When she was nominated by President Trump, court watchers thought: Here was an authentic constitutionalist. Instead, the justice we got shifts with the prevailing breeze. At times, she seems to go out of her way to prove she has no judicial philosophy at all.
Mail-in ballots have become an attack on election integrity. A case in point is the first round of voting in the Los Angeles mayoral election. On election night, the winners, who would advance to the general election, seemed to be clear: incumbent Mayor Karen Bass, who fiddled while the Palisades fire raged, and reality television star Spencer Pratt.
The third candidate, far-left Los Angeles City Council member Nithya Raman, even conceded defeat.
Then, thousands of ballots postmarked on Election Day were miraculously found lying around polling places and, presto chango, Mr. Pratt, the commonsense conservative, failed to make the runoff.
So, on Nov. 3, Los Angeles voters will have a choice between a leftist and an uber-leftist. That is what they call progress in California.
Mail-in voting, which was once limited to those who could not make it to the polls on Election Day (active-duty military, the seriously ill and those traveling), has become a great way for corrupt politicians to steal elections.
Yet there is a saving grace in the ruling, which is based not on constitutional law but rather on the majority’s misinterpretation of federal statutory election law.
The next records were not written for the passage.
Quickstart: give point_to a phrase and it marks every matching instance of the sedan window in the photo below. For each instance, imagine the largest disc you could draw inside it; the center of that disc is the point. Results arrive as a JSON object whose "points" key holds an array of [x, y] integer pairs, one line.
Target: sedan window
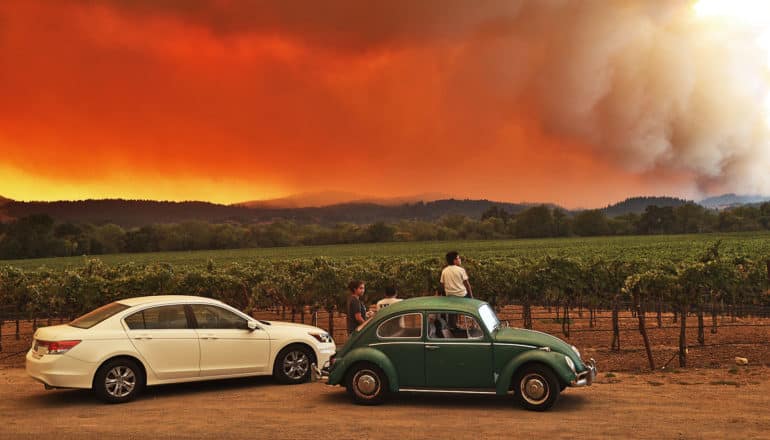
{"points": [[403, 326], [94, 317], [211, 317], [163, 317]]}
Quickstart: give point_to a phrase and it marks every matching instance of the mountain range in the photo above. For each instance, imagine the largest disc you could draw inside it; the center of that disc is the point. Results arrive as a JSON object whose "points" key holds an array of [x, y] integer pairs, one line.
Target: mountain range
{"points": [[310, 208]]}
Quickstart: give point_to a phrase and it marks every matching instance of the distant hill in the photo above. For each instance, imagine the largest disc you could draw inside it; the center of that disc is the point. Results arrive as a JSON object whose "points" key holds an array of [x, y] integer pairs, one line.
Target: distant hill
{"points": [[3, 216], [730, 200], [130, 213], [637, 205], [329, 198]]}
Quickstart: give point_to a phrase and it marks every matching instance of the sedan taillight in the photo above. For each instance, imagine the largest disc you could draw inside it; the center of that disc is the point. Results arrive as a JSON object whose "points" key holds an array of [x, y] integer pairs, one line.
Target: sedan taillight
{"points": [[57, 347]]}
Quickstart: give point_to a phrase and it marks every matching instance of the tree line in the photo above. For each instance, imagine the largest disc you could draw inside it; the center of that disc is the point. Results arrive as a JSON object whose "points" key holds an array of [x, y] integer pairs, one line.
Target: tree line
{"points": [[712, 284], [39, 235]]}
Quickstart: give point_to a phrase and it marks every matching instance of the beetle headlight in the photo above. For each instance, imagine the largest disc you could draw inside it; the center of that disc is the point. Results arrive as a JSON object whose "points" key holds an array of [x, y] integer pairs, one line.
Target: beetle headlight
{"points": [[570, 364], [321, 337]]}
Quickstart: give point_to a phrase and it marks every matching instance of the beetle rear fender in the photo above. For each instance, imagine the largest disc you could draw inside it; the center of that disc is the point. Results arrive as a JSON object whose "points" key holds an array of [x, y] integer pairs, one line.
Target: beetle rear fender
{"points": [[553, 360], [376, 357]]}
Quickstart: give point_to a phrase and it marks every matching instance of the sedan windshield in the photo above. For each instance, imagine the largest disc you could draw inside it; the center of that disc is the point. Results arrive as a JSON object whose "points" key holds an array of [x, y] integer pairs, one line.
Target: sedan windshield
{"points": [[96, 316], [489, 318]]}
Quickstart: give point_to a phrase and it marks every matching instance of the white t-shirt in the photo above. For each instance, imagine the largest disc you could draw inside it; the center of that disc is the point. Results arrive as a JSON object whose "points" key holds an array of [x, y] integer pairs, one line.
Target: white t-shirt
{"points": [[452, 278], [381, 304]]}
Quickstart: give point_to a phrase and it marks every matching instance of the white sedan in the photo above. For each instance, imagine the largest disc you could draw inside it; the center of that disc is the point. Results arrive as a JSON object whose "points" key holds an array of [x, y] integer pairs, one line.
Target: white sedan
{"points": [[119, 348]]}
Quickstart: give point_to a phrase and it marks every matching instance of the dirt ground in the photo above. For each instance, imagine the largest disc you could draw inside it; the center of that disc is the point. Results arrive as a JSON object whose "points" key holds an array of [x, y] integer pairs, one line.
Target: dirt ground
{"points": [[696, 403]]}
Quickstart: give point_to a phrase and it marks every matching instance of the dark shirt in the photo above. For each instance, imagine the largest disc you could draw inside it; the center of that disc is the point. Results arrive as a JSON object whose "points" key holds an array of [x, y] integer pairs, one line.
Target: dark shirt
{"points": [[354, 306]]}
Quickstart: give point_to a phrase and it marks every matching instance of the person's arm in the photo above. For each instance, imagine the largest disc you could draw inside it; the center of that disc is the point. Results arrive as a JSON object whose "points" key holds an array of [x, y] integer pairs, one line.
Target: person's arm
{"points": [[359, 319], [468, 288]]}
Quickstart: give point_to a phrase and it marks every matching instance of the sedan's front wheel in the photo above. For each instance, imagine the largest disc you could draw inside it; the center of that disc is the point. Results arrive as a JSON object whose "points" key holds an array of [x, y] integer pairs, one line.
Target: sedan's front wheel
{"points": [[292, 365], [118, 381]]}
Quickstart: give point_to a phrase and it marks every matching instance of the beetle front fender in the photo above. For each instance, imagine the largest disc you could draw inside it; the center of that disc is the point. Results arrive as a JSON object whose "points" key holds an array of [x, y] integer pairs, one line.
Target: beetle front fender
{"points": [[374, 356], [554, 360]]}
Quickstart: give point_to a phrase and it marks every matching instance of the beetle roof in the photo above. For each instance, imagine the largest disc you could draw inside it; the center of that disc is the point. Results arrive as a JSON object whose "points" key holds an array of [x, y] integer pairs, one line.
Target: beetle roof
{"points": [[163, 299], [439, 303]]}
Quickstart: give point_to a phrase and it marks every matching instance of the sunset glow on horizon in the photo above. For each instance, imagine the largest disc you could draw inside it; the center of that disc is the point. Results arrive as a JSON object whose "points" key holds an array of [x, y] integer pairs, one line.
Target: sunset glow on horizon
{"points": [[511, 101]]}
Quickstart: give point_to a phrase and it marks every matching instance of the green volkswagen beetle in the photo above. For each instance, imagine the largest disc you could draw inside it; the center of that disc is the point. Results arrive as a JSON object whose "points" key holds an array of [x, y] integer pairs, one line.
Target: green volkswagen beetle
{"points": [[454, 345]]}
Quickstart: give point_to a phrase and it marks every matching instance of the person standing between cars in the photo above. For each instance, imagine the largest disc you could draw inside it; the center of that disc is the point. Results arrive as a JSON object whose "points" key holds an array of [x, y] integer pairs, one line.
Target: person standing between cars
{"points": [[454, 279], [390, 298], [455, 282], [356, 307]]}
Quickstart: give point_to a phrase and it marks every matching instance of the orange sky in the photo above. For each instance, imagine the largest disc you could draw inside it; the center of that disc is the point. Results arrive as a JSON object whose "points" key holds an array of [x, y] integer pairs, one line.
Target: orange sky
{"points": [[230, 101]]}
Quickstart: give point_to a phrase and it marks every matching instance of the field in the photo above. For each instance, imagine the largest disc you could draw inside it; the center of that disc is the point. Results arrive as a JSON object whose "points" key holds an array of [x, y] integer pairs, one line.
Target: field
{"points": [[671, 247], [699, 403]]}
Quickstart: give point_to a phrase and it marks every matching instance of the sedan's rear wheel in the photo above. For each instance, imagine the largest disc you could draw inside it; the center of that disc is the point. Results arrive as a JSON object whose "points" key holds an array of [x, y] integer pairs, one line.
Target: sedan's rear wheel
{"points": [[367, 384], [292, 365], [118, 381], [536, 387]]}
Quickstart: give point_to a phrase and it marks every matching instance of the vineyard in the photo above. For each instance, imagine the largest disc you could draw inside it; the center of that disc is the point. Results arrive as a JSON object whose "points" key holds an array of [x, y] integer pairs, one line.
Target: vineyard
{"points": [[632, 302]]}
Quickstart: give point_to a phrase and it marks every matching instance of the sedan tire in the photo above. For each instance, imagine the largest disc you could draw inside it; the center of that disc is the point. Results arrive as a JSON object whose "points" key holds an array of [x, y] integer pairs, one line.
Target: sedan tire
{"points": [[536, 387], [118, 381], [292, 365]]}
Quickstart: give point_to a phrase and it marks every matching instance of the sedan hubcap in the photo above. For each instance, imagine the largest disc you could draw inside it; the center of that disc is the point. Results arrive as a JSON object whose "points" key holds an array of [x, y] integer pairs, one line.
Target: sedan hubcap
{"points": [[366, 382], [296, 364], [534, 389], [120, 381]]}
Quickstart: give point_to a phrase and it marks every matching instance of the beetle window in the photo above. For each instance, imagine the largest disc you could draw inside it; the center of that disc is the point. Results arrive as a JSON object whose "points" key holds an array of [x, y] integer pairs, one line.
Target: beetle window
{"points": [[453, 326], [403, 326]]}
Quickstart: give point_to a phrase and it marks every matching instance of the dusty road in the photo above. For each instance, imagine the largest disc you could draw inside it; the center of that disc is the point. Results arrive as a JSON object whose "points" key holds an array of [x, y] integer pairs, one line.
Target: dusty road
{"points": [[703, 403]]}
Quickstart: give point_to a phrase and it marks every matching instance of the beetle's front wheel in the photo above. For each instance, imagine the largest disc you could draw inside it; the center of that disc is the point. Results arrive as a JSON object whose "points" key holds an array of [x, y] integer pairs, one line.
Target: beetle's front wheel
{"points": [[536, 387], [367, 384]]}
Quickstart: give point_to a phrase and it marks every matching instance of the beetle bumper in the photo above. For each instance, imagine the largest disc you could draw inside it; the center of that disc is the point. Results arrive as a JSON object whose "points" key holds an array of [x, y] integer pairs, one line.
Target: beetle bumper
{"points": [[320, 373], [585, 378]]}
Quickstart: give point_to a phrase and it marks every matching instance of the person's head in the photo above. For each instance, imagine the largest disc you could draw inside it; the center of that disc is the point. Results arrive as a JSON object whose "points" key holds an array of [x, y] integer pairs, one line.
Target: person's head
{"points": [[357, 287]]}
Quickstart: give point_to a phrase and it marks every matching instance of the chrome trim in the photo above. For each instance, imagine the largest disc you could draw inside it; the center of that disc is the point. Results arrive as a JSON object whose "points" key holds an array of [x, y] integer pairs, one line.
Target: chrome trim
{"points": [[432, 342], [396, 343], [514, 345], [420, 390], [483, 344]]}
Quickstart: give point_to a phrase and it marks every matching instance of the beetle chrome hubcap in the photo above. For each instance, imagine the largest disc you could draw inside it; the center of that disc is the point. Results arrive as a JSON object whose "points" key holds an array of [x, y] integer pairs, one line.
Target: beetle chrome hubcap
{"points": [[120, 381], [534, 389], [366, 382], [296, 364]]}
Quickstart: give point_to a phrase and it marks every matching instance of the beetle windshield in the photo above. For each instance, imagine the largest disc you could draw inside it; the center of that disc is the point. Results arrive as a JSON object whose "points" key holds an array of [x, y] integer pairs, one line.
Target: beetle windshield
{"points": [[489, 318]]}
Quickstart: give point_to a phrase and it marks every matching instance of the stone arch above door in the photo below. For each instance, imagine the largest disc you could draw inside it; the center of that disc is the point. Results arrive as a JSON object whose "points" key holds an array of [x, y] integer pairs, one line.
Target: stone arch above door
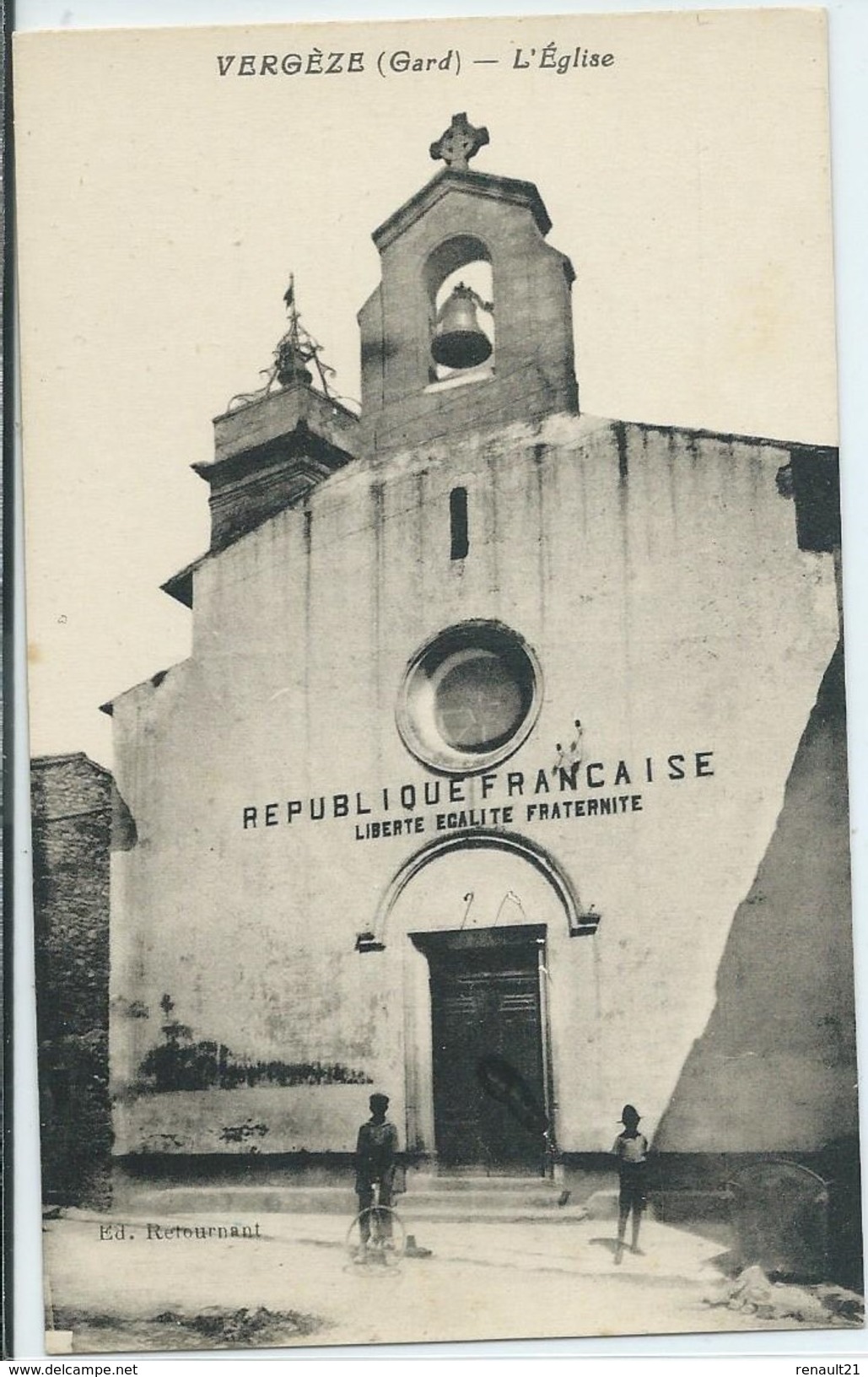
{"points": [[577, 920]]}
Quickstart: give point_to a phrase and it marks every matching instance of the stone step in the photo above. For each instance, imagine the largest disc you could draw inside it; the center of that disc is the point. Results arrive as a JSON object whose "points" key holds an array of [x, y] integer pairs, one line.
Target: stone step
{"points": [[505, 1205]]}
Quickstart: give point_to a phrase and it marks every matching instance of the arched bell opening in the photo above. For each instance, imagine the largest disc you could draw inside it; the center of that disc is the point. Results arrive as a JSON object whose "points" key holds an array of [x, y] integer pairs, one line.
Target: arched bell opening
{"points": [[460, 289]]}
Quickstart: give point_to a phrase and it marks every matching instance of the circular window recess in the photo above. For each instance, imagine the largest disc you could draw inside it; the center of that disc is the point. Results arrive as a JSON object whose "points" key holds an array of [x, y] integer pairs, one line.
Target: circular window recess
{"points": [[469, 697]]}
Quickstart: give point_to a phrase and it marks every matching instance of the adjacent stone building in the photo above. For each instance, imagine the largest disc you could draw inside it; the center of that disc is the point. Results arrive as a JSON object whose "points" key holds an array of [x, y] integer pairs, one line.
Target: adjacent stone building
{"points": [[506, 773], [72, 806]]}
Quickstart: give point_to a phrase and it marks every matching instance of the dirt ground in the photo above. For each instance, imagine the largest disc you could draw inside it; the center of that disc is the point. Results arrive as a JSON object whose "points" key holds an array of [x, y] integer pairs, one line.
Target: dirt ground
{"points": [[296, 1285]]}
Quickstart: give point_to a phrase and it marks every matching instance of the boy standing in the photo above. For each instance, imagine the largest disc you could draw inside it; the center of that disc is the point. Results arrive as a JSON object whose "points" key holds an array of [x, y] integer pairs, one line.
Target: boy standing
{"points": [[630, 1148], [376, 1163]]}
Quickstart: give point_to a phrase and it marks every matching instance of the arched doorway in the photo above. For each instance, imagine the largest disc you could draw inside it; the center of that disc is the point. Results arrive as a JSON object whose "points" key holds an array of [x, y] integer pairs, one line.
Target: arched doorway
{"points": [[475, 928]]}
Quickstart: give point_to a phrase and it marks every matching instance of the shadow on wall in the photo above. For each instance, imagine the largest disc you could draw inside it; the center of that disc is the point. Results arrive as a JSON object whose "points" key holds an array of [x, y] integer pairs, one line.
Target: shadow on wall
{"points": [[774, 1072], [181, 1063]]}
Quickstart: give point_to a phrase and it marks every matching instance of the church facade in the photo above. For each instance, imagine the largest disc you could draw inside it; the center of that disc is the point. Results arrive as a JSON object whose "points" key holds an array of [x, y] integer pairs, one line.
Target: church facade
{"points": [[508, 770]]}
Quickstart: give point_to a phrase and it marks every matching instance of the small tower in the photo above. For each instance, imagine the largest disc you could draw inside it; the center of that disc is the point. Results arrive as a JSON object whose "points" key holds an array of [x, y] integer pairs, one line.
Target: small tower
{"points": [[272, 446], [505, 359]]}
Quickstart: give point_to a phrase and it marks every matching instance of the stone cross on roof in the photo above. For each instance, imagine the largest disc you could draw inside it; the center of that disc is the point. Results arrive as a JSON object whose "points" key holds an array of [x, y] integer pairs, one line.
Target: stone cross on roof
{"points": [[458, 143]]}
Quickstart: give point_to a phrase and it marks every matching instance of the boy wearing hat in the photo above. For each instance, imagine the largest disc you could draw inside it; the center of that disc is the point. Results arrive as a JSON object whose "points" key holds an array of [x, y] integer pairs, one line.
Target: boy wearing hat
{"points": [[376, 1163], [630, 1148]]}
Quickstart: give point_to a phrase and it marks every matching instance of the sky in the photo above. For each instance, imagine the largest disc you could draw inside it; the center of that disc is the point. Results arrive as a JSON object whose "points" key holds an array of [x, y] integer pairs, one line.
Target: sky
{"points": [[163, 207]]}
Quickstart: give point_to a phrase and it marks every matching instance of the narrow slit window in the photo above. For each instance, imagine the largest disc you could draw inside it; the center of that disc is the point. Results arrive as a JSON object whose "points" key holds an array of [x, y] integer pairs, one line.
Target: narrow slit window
{"points": [[458, 522]]}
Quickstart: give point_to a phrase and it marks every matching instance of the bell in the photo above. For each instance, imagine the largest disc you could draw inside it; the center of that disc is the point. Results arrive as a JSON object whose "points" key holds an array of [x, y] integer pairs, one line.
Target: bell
{"points": [[458, 340]]}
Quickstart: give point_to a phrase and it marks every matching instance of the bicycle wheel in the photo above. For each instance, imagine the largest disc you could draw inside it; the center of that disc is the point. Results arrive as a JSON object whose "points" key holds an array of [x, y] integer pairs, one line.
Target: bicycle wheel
{"points": [[377, 1238]]}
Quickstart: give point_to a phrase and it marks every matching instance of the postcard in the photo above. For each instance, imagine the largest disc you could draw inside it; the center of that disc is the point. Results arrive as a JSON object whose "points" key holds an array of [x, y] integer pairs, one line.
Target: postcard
{"points": [[436, 681]]}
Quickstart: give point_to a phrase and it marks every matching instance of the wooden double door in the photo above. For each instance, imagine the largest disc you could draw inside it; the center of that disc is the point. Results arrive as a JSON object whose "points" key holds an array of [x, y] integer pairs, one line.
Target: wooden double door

Congress can correct the statutory interpretation underlying the ruling with a majority vote.
This should provide a big impetus for the Safeguard American Voter Eligibility Act, which would require proof of citizenship to register and vote and would limit mail-in voting.
The SAVE Act passed the House but is languishing in the Senate, where Republicans have a slim majority. In the run-up to a crucial midterm election that could determine the country’s fate for the next two years, the Senate must act now on the SAVE Act.